Default Legend Location
By default, Matplotlib will automatically place the legend at the best location within the plot area to avoid overlapping with other elements. This is usually in the upper-right corner of the plot.
import matplotlib.pyplot as plt
x = [1, 2, 3, 4]
y = [2, 3, 6, 8]
plt.plot(x, y, label='Line')
plt.legend()
plt.show()
Output:
Explicitly Specifying Legend Location
If you want to specify the location of the legend explicitly, you can use the loc
parameter in the legend()
function. The loc
parameter takes a string or an integer representing the desired location.
import matplotlib.pyplot as plt
x = [1, 2, 3, 4]
y = [2, 3, 6, 8]
plt.plot(x, y, label='Line')
plt.legend(loc='upper left')
plt.show()
Output:
Here are some commonly used location strings in Matplotlib:
- ‘best’
- ‘upper right’
- ‘upper left’
- ‘lower left’
- ‘lower right’
- ‘right’
- ‘center left’
- ‘center right’
- ‘lower center’
- ‘upper center’
- ‘center’
Legend Outside the Plot Area
If you want the legend to be placed outside of the plot area, you can use the bbox_to_anchor
parameter to specify the position relative to the plot area.
import matplotlib.pyplot as plt
x = [1, 2, 3, 4]
y = [2, 3, 6, 8]
plt.plot(x, y, label='Line')
plt.legend(loc='upper left', bbox_to_anchor=(1.05, 1))
plt.show()
Output:
Customizing Legend Appearance
You can further customize the appearance of the legend by changing the background color, border, shadow, and more.
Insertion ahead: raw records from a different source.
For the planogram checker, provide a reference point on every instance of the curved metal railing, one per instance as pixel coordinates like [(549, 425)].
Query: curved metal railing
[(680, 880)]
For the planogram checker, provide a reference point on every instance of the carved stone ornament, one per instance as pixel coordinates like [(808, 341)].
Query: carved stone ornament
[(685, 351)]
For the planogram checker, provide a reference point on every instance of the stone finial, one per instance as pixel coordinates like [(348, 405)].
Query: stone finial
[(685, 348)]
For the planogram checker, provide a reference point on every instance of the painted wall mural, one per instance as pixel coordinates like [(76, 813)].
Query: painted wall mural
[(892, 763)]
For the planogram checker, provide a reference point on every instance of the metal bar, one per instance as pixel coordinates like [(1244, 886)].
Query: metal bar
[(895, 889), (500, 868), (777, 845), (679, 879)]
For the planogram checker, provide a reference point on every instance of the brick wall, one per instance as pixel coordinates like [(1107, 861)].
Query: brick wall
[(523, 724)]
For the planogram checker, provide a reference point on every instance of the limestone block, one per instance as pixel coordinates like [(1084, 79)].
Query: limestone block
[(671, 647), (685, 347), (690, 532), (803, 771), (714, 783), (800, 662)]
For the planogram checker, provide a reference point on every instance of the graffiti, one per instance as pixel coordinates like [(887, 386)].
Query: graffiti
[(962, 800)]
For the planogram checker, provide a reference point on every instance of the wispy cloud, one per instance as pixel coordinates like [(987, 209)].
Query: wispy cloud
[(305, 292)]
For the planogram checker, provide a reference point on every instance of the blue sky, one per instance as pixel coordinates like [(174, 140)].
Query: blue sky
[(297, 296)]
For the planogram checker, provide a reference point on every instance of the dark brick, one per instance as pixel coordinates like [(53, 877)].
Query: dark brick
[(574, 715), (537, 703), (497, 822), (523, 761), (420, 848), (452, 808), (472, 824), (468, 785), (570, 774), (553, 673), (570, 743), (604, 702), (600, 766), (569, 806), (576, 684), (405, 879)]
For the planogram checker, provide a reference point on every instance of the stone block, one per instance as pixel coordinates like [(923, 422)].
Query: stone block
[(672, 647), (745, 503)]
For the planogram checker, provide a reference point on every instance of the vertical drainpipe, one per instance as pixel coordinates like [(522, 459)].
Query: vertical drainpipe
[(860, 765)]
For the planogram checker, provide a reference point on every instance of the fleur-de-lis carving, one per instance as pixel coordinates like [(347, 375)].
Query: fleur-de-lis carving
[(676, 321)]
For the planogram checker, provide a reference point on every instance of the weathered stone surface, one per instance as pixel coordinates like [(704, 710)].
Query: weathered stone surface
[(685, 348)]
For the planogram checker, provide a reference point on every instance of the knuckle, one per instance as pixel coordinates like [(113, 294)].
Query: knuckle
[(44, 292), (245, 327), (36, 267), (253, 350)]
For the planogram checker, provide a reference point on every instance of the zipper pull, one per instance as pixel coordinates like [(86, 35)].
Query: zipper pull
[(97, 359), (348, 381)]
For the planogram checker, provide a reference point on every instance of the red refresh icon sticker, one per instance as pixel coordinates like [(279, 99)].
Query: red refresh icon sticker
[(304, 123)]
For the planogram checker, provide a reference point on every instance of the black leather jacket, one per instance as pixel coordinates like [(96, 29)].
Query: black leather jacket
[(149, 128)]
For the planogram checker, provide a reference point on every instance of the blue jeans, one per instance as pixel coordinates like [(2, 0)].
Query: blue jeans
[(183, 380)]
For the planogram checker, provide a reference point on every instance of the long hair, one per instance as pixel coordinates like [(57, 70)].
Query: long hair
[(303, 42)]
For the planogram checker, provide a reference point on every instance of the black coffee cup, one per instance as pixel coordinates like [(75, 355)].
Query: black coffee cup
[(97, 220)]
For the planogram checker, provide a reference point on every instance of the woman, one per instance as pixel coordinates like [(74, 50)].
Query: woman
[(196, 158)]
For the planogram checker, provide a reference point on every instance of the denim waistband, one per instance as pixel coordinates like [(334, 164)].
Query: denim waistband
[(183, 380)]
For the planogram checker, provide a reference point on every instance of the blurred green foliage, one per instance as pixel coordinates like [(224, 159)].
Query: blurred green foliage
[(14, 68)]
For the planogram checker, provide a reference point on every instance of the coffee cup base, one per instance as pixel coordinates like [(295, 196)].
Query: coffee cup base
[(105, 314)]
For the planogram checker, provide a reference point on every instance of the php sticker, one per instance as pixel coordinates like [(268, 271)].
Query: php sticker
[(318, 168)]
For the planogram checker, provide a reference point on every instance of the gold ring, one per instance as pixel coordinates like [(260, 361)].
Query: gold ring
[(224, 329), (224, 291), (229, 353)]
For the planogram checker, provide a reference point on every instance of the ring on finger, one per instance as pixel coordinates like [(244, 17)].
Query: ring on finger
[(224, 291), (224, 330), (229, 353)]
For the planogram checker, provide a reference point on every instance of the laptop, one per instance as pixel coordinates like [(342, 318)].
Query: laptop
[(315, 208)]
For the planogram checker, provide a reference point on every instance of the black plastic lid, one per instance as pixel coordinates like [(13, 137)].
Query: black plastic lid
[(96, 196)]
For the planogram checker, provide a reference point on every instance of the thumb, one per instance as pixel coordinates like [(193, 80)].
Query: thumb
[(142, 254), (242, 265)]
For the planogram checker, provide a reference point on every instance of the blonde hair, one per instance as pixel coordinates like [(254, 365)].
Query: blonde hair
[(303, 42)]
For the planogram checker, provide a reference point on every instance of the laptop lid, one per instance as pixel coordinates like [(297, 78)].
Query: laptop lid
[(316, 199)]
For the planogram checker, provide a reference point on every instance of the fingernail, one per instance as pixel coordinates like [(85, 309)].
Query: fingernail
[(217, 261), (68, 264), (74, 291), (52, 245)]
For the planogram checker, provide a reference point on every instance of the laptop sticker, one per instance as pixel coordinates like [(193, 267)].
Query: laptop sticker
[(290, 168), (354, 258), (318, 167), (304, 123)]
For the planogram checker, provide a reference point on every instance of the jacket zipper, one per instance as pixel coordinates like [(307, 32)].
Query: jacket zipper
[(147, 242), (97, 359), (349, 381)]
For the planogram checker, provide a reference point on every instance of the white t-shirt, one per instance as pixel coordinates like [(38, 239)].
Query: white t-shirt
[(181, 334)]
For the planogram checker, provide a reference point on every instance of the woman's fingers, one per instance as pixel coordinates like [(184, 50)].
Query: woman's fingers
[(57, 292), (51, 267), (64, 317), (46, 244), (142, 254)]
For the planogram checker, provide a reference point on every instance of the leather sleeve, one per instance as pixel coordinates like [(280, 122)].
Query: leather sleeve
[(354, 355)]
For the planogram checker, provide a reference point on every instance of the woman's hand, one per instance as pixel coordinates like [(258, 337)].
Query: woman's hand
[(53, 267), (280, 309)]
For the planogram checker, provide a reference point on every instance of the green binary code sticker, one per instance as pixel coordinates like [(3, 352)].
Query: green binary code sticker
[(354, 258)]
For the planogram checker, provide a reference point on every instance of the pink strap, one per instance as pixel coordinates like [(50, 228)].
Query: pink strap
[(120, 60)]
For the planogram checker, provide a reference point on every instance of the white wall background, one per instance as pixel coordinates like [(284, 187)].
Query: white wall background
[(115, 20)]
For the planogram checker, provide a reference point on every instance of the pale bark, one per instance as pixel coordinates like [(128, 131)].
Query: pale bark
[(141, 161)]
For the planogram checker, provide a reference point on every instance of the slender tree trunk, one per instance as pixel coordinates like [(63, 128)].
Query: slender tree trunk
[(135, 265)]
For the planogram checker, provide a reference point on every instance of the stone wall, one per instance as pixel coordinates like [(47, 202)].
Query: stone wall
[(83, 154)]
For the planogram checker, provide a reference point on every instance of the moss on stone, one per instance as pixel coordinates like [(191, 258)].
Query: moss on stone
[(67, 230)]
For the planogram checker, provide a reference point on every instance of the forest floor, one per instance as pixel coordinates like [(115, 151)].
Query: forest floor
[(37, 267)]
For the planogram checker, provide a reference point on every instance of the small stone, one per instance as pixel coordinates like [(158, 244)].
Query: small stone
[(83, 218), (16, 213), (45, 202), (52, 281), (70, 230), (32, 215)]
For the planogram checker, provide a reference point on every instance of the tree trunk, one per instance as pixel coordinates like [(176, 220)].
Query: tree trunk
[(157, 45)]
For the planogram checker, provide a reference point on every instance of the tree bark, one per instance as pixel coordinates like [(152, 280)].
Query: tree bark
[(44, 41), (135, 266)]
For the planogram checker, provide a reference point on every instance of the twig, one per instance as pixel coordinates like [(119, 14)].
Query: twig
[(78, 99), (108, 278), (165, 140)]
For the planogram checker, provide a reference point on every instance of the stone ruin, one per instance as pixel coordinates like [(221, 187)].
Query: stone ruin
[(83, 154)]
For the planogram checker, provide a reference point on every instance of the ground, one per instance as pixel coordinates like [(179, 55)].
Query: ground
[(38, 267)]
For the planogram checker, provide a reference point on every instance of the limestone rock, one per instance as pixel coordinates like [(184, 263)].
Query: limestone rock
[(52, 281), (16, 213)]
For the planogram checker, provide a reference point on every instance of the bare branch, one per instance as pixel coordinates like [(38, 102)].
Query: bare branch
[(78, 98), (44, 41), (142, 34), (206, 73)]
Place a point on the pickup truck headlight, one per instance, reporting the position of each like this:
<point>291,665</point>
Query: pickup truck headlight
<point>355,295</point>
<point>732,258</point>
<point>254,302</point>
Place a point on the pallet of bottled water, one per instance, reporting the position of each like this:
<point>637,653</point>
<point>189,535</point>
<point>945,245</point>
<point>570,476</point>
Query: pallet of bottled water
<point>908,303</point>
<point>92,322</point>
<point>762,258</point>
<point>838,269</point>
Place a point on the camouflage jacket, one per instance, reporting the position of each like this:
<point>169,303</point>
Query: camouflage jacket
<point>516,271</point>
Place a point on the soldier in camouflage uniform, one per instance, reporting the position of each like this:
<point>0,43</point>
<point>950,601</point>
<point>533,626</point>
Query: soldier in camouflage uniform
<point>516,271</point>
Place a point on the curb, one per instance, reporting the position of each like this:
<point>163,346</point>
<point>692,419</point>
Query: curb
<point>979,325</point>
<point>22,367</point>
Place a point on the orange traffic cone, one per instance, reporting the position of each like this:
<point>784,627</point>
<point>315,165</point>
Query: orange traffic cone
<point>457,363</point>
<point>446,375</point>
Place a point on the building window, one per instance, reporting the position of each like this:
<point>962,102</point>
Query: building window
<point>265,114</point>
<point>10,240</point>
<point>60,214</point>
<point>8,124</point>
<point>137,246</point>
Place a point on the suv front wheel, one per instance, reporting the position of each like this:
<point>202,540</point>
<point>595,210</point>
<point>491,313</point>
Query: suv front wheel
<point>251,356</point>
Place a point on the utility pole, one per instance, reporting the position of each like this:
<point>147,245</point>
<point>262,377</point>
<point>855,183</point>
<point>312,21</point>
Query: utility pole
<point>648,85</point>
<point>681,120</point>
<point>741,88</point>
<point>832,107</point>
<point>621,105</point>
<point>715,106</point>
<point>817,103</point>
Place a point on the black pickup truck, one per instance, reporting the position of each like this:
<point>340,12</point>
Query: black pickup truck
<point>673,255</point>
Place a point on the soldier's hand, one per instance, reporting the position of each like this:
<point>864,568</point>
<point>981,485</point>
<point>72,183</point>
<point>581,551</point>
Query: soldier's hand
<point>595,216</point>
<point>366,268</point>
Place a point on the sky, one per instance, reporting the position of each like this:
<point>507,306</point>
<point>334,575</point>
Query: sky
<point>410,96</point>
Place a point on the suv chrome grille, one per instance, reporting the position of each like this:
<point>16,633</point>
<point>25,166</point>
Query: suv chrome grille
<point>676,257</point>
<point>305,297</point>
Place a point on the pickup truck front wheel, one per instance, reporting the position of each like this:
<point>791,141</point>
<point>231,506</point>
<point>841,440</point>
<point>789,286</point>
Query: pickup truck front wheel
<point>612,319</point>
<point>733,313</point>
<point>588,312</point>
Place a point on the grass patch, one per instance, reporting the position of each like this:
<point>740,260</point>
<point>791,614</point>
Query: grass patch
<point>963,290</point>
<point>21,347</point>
import matplotlib.pyplot as plt
x = [1, 2, 3, 4]
y = [2, 3, 6, 8]
plt.plot(x, y, label='Line')
plt.legend(loc='upper left', facecolor='lightgray', shadow=True)
plt.show()
Output:
Multiple Legends
In some cases, you may want to have multiple legends in a single plot. This can be achieved by calling the legend()
function multiple times with different labels.
import matplotlib.pyplot as plt
x = [1, 2, 3, 4]
y = [2, 3, 6, 8]
plt.plot(x, y, label='Line 1')
plt.plot(x, [5, 7, 4, 2], label='Line 2')
plt.legend(loc='upper left')
plt.legend(['Legend 1', 'Legend 2'])
plt.show()
Output:
Overlapping Legends
If you have multiple legends that overlap with each other, you can adjust the spacing using the bbox_to_anchor
and borderaxespad
parameters.
import matplotlib.pyplot as plt
x = [1, 2, 3, 4]
y = [2, 3, 6, 8]
plt.plot(x, y, label='Line 1')
plt.plot(x, [5, 7, 4, 2], label='Line 2')
plt.legend(loc='upper left', bbox_to_anchor=(0.5, 1), borderaxespad=0)
plt.legend(['Legend 1', 'Legend 2'])
plt.show()
Output:
Legend Title
You can add a title to the legend to provide additional information about the plotted data.
import matplotlib.pyplot as plt
x = [1, 2, 3, 4]
y = [2, 3, 6, 8]
plt.plot(x, y, label='Line')
plt.legend(title='Legend Title')
plt.show()
Output:
Legend with Fancy Box
You can create a legend with a fancy box style by setting the fancybox
parameter to True
.
import matplotlib.pyplot as plt
x = [1, 2, 3, 4]
y = [2, 3, 6, 8]
plt.plot(x, y, label='Line')
plt.legend(fancybox=True)
plt.show()
Output:
Adding Legend to Subplots
If you have multiple subplots in a figure, you can add a single legend that covers all the subplots by using the figlegend()
function.
import matplotlib.pyplot as plt
x = [1, 2, 3, 4]
y = [2, 3, 6, 8]
fig, ax = plt.subplots(2)
ax[0].plot(x, y, label='Line 1')
ax[1].plot(x, [5, 7, 4, 2], label='Line 2')
fig.legend(['Legend 1', 'Legend 2'], loc='upper left')
plt.show()
Output:
Legend with Custom Handles
You can customize the legend handles by passing a list of artists or patches to the handles
parameter.
import matplotlib.patches as mpatches
import matplotlib.pyplot as plt
x = [1, 2, 3, 4]
y = [2, 3, 6, 8]
patch = mpatches.Patch(color='blue', label='Blue Patch')
plt.legend(handles=[patch])
plt.show()
Output:
Conclusion
In this article, we have explored different ways to specify the location of the legend in Matplotlib. By customizing the legend location and appearance, you can ensure that your plots are easy to interpret and visually appealing. Experiment with the various options discussed here to create informative and visually pleasing plots in Matplotlib.